Expanding the toolbox for thermal control of E. coli: Cold-activated transcription with applications in temperature self-regulation
December 13, 2022, 10:00–11:00 AM
Location Hybrid: 153 Noyes / Join Zoom Event (Passcode: coolecoli)
Speaker: Lealia Xiong, Professor of Biomedical Engineering, Beckman Laser Institute, The Edwards Life Sciences Center for Advanced Cardiovascular Technology, University of California, Irvine
Temperature can be used to control engineered E. coli — for example, the living component of an engineered living material (ELM) — through the use of thermolabile transcription factors. Sharp induction of gene expression with heat has been established using these bacteria- and phage-derived proteins. Here, we expand the toolbox for thermal control of E. coli through both direct cold-induced gene expression and through the construction of genetic circuits to invert heat-induced gene expression.

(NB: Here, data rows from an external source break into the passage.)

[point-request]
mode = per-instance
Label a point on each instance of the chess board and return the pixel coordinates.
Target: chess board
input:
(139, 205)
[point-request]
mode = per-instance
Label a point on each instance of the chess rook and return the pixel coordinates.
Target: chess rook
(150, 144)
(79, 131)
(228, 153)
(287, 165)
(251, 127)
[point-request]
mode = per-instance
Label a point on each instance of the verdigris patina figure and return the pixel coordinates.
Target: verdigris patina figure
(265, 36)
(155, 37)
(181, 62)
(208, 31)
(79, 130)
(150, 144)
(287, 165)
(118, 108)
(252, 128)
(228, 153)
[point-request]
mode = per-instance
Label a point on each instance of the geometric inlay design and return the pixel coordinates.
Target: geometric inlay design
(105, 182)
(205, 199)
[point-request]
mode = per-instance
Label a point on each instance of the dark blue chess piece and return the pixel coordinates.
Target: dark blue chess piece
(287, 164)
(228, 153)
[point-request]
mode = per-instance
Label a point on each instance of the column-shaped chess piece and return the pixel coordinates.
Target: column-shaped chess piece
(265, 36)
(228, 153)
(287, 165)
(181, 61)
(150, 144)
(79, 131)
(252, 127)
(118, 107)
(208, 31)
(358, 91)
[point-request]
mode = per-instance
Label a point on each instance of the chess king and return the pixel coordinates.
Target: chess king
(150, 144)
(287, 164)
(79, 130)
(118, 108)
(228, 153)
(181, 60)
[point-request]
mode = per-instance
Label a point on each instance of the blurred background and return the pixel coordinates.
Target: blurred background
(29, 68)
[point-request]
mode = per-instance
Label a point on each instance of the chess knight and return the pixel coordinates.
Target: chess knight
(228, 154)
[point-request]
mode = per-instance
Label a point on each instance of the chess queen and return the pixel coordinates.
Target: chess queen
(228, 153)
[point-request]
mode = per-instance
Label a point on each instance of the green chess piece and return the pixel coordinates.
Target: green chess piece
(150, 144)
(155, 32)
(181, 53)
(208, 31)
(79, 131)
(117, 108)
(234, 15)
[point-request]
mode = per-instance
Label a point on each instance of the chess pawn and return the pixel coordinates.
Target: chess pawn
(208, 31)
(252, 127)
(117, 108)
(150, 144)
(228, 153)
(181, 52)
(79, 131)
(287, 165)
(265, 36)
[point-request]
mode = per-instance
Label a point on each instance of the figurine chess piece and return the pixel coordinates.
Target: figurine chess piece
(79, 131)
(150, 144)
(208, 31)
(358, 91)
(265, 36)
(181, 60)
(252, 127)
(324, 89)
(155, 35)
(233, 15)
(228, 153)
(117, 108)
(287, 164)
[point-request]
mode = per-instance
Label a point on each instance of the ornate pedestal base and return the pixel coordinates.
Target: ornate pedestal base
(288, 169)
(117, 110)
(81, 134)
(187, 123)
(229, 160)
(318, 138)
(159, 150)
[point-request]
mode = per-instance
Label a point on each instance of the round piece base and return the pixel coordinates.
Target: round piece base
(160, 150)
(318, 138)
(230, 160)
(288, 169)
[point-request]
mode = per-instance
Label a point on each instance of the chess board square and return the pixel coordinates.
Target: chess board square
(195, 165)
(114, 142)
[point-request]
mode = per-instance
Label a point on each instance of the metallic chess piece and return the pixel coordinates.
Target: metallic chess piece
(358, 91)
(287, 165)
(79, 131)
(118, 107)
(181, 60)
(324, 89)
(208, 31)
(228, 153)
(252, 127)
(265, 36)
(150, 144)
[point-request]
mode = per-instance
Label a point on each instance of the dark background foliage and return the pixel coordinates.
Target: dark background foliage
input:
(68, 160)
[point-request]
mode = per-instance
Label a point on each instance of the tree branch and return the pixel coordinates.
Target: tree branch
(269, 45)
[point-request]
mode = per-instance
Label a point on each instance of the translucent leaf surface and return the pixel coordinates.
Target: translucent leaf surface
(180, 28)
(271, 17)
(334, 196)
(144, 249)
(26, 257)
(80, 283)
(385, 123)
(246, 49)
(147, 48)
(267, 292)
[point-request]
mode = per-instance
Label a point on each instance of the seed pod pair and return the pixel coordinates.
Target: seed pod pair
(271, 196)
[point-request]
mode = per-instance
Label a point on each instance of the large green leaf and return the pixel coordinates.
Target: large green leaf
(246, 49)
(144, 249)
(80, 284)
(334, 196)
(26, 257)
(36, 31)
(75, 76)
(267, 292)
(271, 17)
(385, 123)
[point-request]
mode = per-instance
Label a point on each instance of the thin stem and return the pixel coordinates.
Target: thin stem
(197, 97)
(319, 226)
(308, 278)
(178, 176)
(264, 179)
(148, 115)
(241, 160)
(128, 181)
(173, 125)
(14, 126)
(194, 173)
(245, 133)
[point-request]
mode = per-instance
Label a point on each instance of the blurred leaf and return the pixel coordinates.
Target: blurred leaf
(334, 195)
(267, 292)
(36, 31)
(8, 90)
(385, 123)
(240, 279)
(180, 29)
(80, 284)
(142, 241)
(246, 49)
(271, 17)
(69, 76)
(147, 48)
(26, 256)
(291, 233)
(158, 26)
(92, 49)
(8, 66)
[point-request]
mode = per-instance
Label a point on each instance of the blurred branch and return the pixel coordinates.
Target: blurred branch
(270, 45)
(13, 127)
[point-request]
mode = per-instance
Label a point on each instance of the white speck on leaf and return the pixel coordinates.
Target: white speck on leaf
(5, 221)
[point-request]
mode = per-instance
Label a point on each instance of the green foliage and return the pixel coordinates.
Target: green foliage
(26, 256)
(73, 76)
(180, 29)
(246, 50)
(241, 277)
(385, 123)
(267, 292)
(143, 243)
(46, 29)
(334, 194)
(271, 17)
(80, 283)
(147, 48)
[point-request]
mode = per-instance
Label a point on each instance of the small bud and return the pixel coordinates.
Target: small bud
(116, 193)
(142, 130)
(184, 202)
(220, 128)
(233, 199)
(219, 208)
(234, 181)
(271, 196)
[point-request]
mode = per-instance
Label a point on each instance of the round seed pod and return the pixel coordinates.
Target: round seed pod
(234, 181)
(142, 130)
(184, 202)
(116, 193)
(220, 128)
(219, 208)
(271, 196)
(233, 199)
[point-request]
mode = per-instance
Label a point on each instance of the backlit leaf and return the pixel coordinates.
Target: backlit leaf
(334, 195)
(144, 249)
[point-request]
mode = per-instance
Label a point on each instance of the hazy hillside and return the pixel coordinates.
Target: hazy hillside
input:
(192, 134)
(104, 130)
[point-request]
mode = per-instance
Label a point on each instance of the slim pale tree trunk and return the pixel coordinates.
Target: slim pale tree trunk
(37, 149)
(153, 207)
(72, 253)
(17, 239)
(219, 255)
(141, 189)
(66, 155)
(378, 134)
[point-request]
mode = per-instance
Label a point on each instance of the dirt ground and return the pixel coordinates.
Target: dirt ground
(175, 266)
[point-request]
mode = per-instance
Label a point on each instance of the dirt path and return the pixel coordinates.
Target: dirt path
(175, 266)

We accomplish direct induction at low temperatures through the use of temperature-sensitive mutants of 𝜆 repressor as transcriptional activators. In addition, we show that a temperature-sensitive mutant of 𝜆 repressor can serve as an activator and a repressor of different genes simultaneously in one genetic circuit, leading to opposite thermal responses and serving as a temperature switch.
Next, we demonstrate inversion of a temperature-sensitive repressor using a temperature insensitive repressor. We apply this multicomponent switch to engineer a temperature self-regulation circuit for E. coli-based ELMs. Seasonal variation in ambient temperature presents a challenge in deploying ELMs outside of a laboratory environment, because E. coli growth rate is impaired both below and above 37°C. Our construct enables E. coli to produce a light-absorptive pigment in response to environmental temperature below 36°C with the goal of allowing the cells to absorb sunlight and locally warm to their optimal growth temperature. We demonstrate the efficacy of our pigment temperature switch in a model flat ELM growing at 32°C and 42°C in a home-built illuminated growth chamber. Below 36°C, our engineered E. coli increase in pigmentation, causing an increase in sample temperature and growth rate above non-pigmented bacteria. On the other hand, above 36°C, they decrease in pigmentation, protecting their growth compared to bacteria with temperature- independent high pigmentation. Integrating our temperature homeostasis circuit into an ELM has the potential to improve ELM performance by optimizing growth and protein production in the face of seasonal temperature changes.